If the success rate drops below 99% for three consecutive checks, the analysis fails and Argo Rollouts automatically rolls back to the stable version. No human intervention required. The controller integrates with Prometheus, Datadog, New Relic, Wavefront, InfluxDB, and others as metric providers, and with Istio, NGINX, Traefik, and the Gateway API for traffic shaping.

Flagger: The GitOps-Native Alternative

Flagger (v1.43.0, released April 2026) takes a different approach. Rather than introducing a new workload type, it wraps your existing Deployment and HorizontalPodAutoscaler with a Canary custom resource. The controller clones your deployment, creates shadow services, and drives the traffic shift through your service mesh or ingress controller.

Flagger is a CNCF graduated project and integrates natively with Flux for GitOps workflows. If your delivery pipeline is already Flux-based, Flagger is the natural fit—your canary promotion policy lives in Git alongside your manifests:

apiVersion: flagger.app/v1beta1
kind: Canary
metadata:
  name: api-server
  namespace: production
spec:
  provider: istio
  targetRef:
    apiVersion: apps/v1
    kind: Deployment
    name: api-server
  service:
    port: 8080
  analysis:
    interval: 1m
    threshold: 10
    maxWeight: 50
    stepWeight: 5
    metrics:
      - name: request-success-rate
        thresholdRange:
          min: 99
        interval: 1m
      - name: request-duration
        thresholdRange:
          max: 500
        interval: 30s

Flagger shifts 5% of traffic per minute, checks the success rate (minimum 99%) and P99 latency (maximum 500ms), and caps canary traffic at 50%. Ten consecutive failed checks trigger automatic rollback. The built-in metrics work with Prometheus out of the box—no AnalysisTemplate boilerplate required.

Choosing the Right Strategy

Rolling update with preStop + PDB: Sufficient for most internal services. No extra controller needed. Start here.
Blue-green: Best when you need instant rollback and can afford 2x resource overhead during the switch. Good for database migrations or breaking changes where you want to test the full deployment before committing.
Canary with metric analysis: The default for high-traffic, user-facing services. Limits blast radius to a small percentage of traffic before a bad deploy affects everyone.
Flagger vs Argo Rollouts: If you’re on Flux, Flagger integrates more seamlessly. If you’re on Argo CD or need blue-green in addition to canary, Argo Rollouts is more feature-complete. Both are production-grade CNCF projects.

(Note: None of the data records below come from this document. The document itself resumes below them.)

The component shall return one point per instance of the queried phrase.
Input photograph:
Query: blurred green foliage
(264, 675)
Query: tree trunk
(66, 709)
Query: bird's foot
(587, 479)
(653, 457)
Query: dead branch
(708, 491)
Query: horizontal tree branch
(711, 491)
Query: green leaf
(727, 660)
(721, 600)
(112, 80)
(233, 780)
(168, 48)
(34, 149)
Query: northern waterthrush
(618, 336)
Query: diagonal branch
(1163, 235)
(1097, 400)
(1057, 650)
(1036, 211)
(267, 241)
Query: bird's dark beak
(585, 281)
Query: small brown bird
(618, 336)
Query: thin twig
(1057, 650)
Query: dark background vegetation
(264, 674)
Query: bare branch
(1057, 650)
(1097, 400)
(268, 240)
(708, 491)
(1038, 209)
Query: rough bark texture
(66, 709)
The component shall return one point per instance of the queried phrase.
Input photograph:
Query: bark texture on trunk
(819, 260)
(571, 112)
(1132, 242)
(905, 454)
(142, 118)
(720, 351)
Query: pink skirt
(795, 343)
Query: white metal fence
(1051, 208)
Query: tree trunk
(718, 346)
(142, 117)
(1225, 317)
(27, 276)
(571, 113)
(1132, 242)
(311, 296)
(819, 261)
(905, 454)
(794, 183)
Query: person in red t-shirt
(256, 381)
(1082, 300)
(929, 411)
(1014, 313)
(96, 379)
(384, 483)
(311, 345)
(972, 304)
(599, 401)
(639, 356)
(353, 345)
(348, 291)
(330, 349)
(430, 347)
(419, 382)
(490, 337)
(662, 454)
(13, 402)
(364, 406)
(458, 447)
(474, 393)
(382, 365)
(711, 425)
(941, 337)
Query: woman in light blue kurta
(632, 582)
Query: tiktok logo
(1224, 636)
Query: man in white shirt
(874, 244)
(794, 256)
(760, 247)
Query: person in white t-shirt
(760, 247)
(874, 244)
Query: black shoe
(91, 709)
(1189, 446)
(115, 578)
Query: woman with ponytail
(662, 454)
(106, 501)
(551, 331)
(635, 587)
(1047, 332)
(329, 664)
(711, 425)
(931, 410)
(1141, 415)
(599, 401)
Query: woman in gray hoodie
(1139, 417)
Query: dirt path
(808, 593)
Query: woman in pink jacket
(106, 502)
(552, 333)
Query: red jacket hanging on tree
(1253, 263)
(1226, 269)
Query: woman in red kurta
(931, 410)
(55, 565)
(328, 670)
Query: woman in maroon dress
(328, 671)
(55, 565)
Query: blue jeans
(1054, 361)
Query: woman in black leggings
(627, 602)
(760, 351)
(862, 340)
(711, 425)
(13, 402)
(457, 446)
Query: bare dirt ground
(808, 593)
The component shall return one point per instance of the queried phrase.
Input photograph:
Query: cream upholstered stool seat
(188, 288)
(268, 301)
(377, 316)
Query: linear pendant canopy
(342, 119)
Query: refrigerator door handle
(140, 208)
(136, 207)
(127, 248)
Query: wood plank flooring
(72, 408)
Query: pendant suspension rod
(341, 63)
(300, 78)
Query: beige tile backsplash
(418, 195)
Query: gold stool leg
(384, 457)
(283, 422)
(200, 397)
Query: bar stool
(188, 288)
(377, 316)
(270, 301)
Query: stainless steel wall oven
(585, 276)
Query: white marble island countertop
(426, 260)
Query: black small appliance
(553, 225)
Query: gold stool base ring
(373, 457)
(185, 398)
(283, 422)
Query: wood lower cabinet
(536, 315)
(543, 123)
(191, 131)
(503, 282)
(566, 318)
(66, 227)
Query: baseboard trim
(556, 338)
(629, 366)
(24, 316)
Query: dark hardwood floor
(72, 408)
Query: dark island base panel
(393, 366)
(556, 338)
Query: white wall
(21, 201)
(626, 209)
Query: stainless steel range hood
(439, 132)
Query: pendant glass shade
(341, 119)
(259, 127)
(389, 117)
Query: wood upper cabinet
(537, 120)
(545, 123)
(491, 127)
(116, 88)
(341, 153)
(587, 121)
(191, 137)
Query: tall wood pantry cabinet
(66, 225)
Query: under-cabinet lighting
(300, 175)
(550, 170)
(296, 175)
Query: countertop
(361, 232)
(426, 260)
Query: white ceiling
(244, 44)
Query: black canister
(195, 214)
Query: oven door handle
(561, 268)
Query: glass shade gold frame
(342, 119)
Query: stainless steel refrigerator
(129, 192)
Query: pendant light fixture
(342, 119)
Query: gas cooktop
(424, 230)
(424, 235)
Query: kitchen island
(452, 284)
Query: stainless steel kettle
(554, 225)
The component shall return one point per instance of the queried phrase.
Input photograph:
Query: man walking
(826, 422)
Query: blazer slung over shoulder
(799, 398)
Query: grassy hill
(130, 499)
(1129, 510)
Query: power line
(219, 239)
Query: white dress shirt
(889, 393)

The progression matters. Don’t jump straight to canary deployments with metric analysis if your rolling updates still drop connections. Get the fundamentals right—readiness probes, preStop hooks, disruption budgets—then add progressive delivery when you need automated rollback based on real signal. The tools are mature, the patterns are well-established, and the cost of a bad deploy that ships to 20% of users is dramatically lower than one that ships to 100%.